Monce Selfservice v0.1.0
Memory-augmented extraction for Outlook / email workflows.
Architecture
Diagram
┌──────────────────────────────────────────────────────────────┐
│ Outlook add-in (manifest.xml + addin.js) │
│ ├── user_id (8-char, roaming setting) │
│ ├── attachments + subject + body │
│ └── POST /v1/extract (multipart) │
└───────────────┬──────────────────────────────────────────────┘
│
▼
┌──────────────────────────────────────────────────────────────┐
│ selfservice.aws.monce.ai (FastAPI, t3.small, eu-west-3) │
│ │
│ routes.py /v1/* + /health │
│ memory.py per-user JSON: memories, extractions, │
│ conversations, digests │
│ extract.py forwards to monolith/summit/extract, │
│ logs event, triggers insight distillation │
│ insights.py Haiku 4.5 → JSON bullets → memory │
│ chat.py Sonnet 4.6 grounded on user memory │
│ bedrock.py thin Bedrock Converse client │
│ │
│ data/users/{user_id}/ │
│ memories.json append-only, keyword-scored │
│ extractions.json event log (500 ring buffer) │
│ conversations.json chat history (200 ring buffer) │
│ extractions/{task_id}/result.json full monolith payload │
└───┬──────────────────────────────────────┬───────────────────┘
│ │
▼ ▼
┌─────────────────────────┐ ┌─────────────────────────────┐
│ monolith.aws.monce.ai │ │ Bedrock (eu-west-3) │
│ /summit/extract │ │ Haiku 4.5 (insights) │
│ 7-stage VLM pipeline │ │ Sonnet 4.6 (chat) │
└─────────────────────────┘ └─────────────────────────────┘
Request Lifecycle — POST /v1/extract
- Multipart body parsed:
user_id, files,
email_subject, email_body,
auto_memory.
memory.search_memories() scores the user's memory against
email_subject; top 8 hits become prior_memories.

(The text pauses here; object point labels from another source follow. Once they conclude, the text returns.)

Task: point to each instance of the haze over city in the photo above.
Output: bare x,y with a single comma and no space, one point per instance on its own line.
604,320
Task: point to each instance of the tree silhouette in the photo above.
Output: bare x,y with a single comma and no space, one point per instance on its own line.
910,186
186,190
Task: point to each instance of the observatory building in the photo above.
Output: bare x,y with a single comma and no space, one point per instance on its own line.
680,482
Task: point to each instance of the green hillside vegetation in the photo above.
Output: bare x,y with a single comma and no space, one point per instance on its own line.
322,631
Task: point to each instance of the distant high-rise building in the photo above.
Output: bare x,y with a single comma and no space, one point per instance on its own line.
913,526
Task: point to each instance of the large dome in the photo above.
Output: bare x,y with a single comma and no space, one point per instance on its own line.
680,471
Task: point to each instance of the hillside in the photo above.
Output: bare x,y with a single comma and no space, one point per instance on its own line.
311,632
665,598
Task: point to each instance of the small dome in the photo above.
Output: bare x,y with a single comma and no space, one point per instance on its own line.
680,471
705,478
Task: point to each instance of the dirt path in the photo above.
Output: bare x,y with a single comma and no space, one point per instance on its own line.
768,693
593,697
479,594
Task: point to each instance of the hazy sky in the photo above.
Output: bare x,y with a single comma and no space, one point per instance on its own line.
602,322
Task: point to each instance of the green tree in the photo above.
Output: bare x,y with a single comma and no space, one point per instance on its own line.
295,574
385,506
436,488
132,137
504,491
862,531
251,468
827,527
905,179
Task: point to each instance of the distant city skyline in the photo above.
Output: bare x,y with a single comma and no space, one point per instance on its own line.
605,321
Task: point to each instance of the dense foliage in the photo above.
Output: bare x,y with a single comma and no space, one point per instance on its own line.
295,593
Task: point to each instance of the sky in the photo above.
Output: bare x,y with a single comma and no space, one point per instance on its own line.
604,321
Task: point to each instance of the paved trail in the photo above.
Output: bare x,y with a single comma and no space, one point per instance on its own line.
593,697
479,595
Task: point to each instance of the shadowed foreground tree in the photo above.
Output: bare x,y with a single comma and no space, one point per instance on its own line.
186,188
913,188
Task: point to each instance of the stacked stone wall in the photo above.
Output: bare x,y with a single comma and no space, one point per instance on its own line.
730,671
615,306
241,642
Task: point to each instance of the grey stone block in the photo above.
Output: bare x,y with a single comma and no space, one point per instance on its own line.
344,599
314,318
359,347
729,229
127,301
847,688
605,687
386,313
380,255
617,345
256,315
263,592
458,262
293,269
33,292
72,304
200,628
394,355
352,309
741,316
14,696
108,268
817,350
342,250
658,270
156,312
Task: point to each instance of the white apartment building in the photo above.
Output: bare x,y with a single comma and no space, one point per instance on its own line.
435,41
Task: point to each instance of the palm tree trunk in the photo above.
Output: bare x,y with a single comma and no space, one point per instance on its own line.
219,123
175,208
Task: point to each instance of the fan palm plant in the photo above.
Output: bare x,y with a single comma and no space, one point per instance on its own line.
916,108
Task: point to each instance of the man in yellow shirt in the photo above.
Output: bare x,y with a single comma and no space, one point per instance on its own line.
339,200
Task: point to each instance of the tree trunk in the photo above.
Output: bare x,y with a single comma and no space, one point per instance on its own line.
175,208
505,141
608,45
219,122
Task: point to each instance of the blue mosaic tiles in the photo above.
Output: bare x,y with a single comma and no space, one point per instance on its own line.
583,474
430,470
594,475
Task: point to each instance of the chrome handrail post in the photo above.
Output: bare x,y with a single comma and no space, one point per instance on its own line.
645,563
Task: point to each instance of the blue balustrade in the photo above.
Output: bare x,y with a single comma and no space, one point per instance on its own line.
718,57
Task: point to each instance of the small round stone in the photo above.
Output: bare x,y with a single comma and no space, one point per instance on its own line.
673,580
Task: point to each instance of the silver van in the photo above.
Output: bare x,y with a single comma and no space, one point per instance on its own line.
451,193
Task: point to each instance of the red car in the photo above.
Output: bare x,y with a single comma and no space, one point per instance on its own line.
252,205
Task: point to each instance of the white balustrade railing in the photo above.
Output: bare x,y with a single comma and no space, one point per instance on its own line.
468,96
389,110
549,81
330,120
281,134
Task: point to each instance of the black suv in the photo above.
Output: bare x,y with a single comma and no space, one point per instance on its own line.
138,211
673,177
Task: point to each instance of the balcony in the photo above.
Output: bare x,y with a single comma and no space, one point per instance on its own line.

- Files + params forwarded as multipart to
monolith.aws.monce.ai/summit/extract. Default timeout 300s.
- Monolith's response payload saved to
data/users/{user_id}/extractions/{task_id}/result.json.
- Lightweight event logged via
memory.log_extraction()
(task_id, filename, vertical, trust, routing, duration).
- A structured memory entry is written tagged
extraction.
- If
auto_memory=true, insights.distill_insights()
fires a Haiku call. Bullets are appended as memories tagged
insight.
- Response:
{task_id, result, insights, prior_memories, duration_ms}.
Endpoints
| Method | Path | What |
| GET | /health | liveness |
| POST | /v1/extract | multipart upload + email context |
| POST | /v1/remember | store arbitrary text memory |
| POST | /v1/forget | delete memories matching substring |
| GET | /v1/recall | keyword-scored memory search |
| GET | /v1/memories | paged list (+ tag filter) |
| GET | /v1/history | past extractions, most recent first |
| POST | /v1/feedback | accept / reject / correct / note |
| POST | /v1/chat | Sonnet grounded on user memory |
| GET | /v1/user/{user_id}/stats | counts |
Infrastructure
| Resource | Value |
| EC2 | t3.small, Ubuntu 22.04 LTS, eu-west-3 |
| VPC | vpc-0c99f4b9ac1d073ad (POC) |
| DNS | selfservice.aws.monce.ai → Route53 zone Z08902341SIIJX80NFN4N |
| SSL | Let's Encrypt via certbot (auto-renew) |
| Service | systemd selfservice.service, gunicorn+uvicorn, 2 workers, port 8002 |
| Reverse proxy | nginx, 300s timeout, 50M upload |
| Storage | /opt/selfservice/data/users/ — per-user JSON |
File Layout
selfservice.aws.monce.ai/
├── api/
│ ├── main.py FastAPI app + CORS + mounts
│ ├── routes.py /v1/* endpoints
│ ├── docs_pages.py /paper /architecture /economics
│ ├── config.py env-driven Config
│ ├── memory.py per-user stores
│ ├── extract.py monolith proxy + event log
│ ├── insights.py Haiku distillation
│ ├── chat.py Sonnet chat
│ └── bedrock.py Bedrock Converse client
├── static/index.html landing
├── addin/ Outlook add-in (manifest + JS + CSS)
├── terraform/ EC2 + SG + Route53 + deploy.sh
└── requirements.txt